Raised HIV viral load in blood has been associated with accelerated disease progression and increased transmission of infection. To assess the effect of Plasmodium falciparum malaria on concentrations of HIV in blood, we did a prospective cohort study in Malawi.


We recruited 367 HIV-1-infected adults. Among 334 people aparasitaemic at baseline, 148 had at least one malaria episode during follow-up and received antimalarial treatment. Of these, 77 had HIV-1-RNA measurements at baseline, during malaria, and post-malaria. We used linear regression with generalised estimating equations to assess effect of four definitions of malaria (any parasitaemia, parasite density > or =2000/microL, febrile parasitaemia, and febrile parasitaemia with parasite density > or =2000/microl) on changes in log HIV-1 RNA, overall and by baseline CD4 count.

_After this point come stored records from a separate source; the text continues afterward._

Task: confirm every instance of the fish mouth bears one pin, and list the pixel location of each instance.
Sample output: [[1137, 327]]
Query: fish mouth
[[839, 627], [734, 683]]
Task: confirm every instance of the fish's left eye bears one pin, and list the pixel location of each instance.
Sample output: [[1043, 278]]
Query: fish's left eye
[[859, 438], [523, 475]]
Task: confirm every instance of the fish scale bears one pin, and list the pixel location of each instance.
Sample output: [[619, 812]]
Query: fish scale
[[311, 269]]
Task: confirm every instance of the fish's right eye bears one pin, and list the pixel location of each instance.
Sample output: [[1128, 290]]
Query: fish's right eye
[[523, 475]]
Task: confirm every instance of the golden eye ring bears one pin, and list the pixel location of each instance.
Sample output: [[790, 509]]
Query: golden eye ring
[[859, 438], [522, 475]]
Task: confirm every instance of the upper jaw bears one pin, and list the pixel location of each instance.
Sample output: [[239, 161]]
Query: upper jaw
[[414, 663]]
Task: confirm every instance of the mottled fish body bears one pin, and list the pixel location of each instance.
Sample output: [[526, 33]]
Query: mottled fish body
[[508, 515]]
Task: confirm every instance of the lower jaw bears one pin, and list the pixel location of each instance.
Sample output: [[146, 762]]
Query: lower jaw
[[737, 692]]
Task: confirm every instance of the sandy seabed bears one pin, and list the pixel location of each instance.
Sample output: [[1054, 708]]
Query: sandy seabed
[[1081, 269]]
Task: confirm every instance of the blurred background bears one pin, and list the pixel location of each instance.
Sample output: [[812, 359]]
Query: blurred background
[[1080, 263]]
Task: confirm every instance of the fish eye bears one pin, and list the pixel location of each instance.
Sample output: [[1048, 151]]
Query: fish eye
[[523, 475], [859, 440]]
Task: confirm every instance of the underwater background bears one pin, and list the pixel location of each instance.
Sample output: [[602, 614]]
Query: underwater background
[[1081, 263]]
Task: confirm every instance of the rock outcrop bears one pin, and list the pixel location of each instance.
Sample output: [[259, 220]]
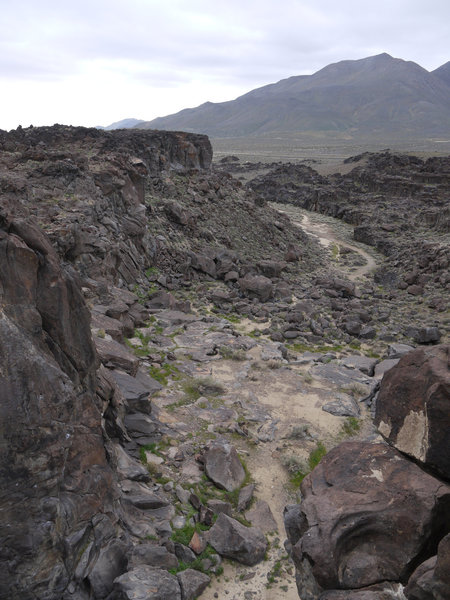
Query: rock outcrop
[[367, 516], [413, 407], [57, 489]]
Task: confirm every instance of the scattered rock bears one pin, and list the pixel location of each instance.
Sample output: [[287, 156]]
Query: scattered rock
[[413, 407], [223, 467], [232, 540], [154, 556], [366, 514], [245, 497], [342, 406], [147, 583], [192, 583], [261, 516]]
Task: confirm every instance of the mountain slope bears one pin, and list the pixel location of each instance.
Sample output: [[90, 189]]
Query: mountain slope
[[123, 124], [375, 95], [443, 73]]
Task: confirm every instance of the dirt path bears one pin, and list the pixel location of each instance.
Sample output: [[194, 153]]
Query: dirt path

With malaria defined as any parasitaemia, HIV-1-RNA concentration almost doubled between baseline (median 96215 copies per mL) and malaria (168901 copies per mL), a 0.25 (95% CI 0.11-0.39) log increase in mean RNA concentration. HIV-1-RNA concentration fell to median 82058 copies per mL by about 8-9 weeks post-malaria. Increases in HIV-1-RNA were greatest for people with fever, parasite density 2000/microL or greater, and CD4 count more than 300 cells per muL, in whom concentrations rose from median 38483 copies per mL at baseline to 196098 copies per mL during malaria, a mean log increase of 0.82 (95% CI 0.55-1.10, p<0.0001), and fell to median 75331 copies per mL post-malaria. People who remained aparasitaemic showed no changes in HIV-1-RNA concentration.


HIV-infected individuals with malaria have a significantly increased viral load, which might enhance HIV transmission and accelerate disease progression.